In A B C, ∠ B < ∠ C . If D and E are...

Geometry of a triangle is studied extensively. Let the sides be $a$,$b$,$c$ respectively and $l_a$ be the length of angle bisector from vertex $A$ onto the side whose length is $a.$ The Angle Bisector property tells us that $l_a$ bisects the side $BC$ in the proportion $AC:AB=b:c.$ This gives us two equations:
$\{\begin{array}{l}x+y=a\\ {\displaystyle \frac{x}{y}}={\displaystyle \frac{b}{c}}\end{array}$
Solving this is easy and it yields:
$x={\displaystyle \frac{ab}{b+c}},y={\displaystyle \frac{ac}{b+c}}.$
Finally, Stewart's theorem gives us:
$a\cdot l_a^2={\displaystyle \frac{b^{2}ac+c^{2}ab}{b+c}}-{\displaystyle \frac{a^{3}bc}{(b+c{)}^2}}$
or
$l_a=\sqrt{bc-{\displaystyle \frac{a^{2}bc}{(b+c{)}^2}}}={\displaystyle \frac{2\sqrt{bcp(p-a)}}{b+c}}$
where $p={\displaystyle \frac{a+b+c}{2}}$ is the semiperimeter.

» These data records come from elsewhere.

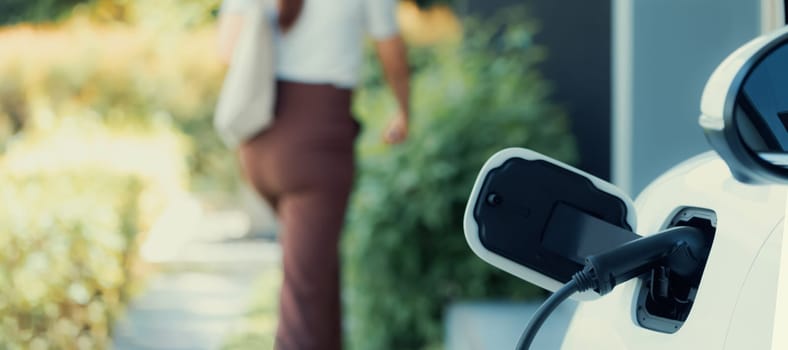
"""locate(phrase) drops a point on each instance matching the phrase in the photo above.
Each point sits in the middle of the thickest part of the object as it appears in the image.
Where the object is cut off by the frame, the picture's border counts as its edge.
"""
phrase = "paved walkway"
(194, 305)
(203, 287)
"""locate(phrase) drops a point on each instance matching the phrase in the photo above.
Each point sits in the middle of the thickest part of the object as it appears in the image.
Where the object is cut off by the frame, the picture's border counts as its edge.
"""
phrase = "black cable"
(545, 310)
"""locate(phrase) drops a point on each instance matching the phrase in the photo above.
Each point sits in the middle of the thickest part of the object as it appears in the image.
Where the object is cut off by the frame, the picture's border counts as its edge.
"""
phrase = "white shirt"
(325, 46)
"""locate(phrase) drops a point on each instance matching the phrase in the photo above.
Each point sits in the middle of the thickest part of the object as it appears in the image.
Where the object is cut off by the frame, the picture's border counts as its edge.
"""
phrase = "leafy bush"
(117, 74)
(73, 198)
(66, 243)
(405, 256)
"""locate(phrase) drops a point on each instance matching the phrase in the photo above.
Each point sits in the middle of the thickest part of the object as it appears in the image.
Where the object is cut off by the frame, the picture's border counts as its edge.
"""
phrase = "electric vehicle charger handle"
(682, 249)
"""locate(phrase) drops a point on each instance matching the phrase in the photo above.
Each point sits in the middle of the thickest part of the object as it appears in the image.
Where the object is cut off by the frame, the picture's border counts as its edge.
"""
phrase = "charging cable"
(682, 249)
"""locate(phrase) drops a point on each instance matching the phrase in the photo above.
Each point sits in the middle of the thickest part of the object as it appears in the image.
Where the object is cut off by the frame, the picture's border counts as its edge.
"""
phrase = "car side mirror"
(744, 110)
(538, 218)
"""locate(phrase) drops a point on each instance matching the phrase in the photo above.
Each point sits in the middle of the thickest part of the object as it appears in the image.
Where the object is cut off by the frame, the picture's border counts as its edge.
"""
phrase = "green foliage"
(14, 11)
(129, 75)
(66, 248)
(405, 256)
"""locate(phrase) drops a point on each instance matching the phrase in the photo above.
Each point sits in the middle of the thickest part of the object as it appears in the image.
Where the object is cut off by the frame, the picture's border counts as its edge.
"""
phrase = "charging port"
(664, 299)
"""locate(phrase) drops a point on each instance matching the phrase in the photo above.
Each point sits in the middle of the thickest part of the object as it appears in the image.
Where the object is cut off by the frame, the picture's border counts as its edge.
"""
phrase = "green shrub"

With this formula in hand and in the setup of your problem, one can immediately see that:
$C{E}^2-B{D}^2=l_c^2-l_b^2=ab-{\displaystyle \frac{c^{2}ab}{(a+b{)}^2}}-ac+{\displaystyle \frac{b^{2}ac}{(a+c{)}^2}}=$
$=a(b-c)(1+{\displaystyle \frac{bc(a^2+b^2+c^2+bc+2ab+2ac)}{(a+b{)}^2(a+c{)}^2}})\le 0.$
Thus, $l_b\ge l_c.$